I'd say it looks like someone getting decent at icon design, then getting worse -- in either direction. Both the extreme left and right are crap icons: one, too little information; the other too much. Neither does what an icon should do.
None of them are truly good. They all look like someone trying to make a mark and fulfill the vision of a 'design school' instead of someone trying to make a usable affordance.
None. Ever.
Icons are a tool.
They are a mnemonic place to click to perform a repeatable function.
An icon cannot be great; just as a hammer, a zipper, a doorknob, or a roll of toilet paper cannot be great.
They can be functional, or not, or somewhere in between.

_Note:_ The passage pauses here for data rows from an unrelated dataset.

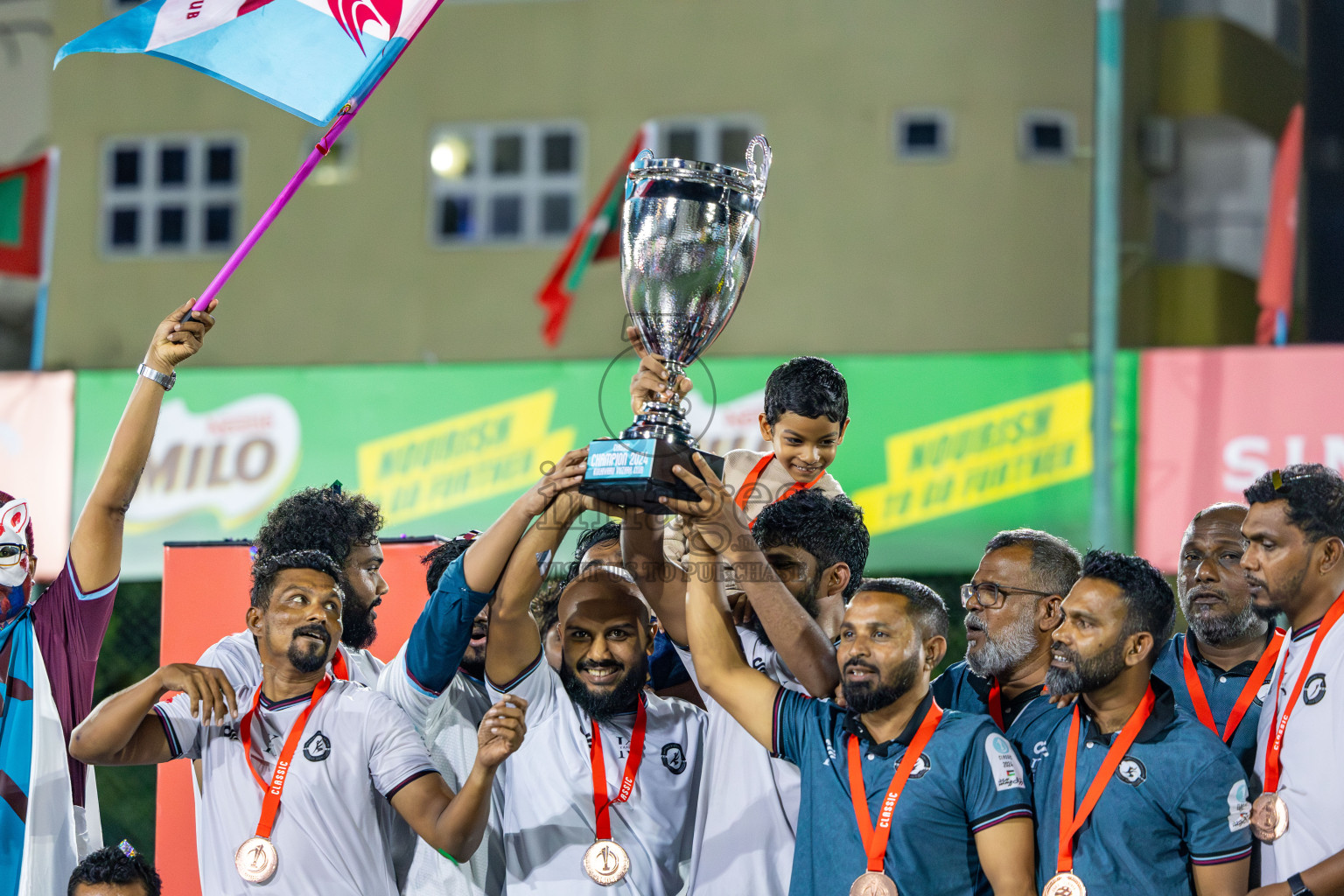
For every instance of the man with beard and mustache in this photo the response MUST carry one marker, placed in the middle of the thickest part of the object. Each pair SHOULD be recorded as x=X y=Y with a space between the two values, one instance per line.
x=1012 y=607
x=1219 y=668
x=331 y=751
x=1294 y=564
x=802 y=557
x=1133 y=797
x=944 y=790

Functional is good, there is no great. Below functional is bad.
The best are functional, consistent, and predictable. They still aren't great, because an icon can't be great...it either fits or it doesn't.

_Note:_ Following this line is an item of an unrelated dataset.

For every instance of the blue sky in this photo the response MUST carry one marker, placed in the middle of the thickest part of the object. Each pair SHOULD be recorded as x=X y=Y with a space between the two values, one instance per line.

If you change it, there needs to be a better reason than 'pretty' or 'we changed our branding'.
Forcing users to adapt to changing style guides is a great way to piss off users.
Too many people went to art and design schools and decided that icons needed to be "art" -- instead of tools.
I went to those schools as well. Most of my classmates never got the punchline:
Form should always follow function.
@johntimaeus @heliographe_studio
“None of them are truly good.”
“What’s an example of an icon you like?”
“I hate icons.”
Fantastic!
@kylehalevi @johntimaeus @heliographe_studio
I agree: the best is the one in the middle.
The orange ones are bland and lacking contrast, the one in the left is hard to understand. The ones on the right are too literal.
The middle one is clear, has excellent contrast, and it is nice to see.
Apple traditionally has had a tendency to fall in the skeuomorphist pitfall. Icons must be as recognizable as traffic signs, and should be beautiful and fit with the overall design. But being subtle is not one of Apple's design strengths.
I think other desktop OSs have had it better. Ubuntu default icons have a nice balance of aesthetics and function. Windows icons change so much that you can love one version and hate the next; but they usually keep them very functional.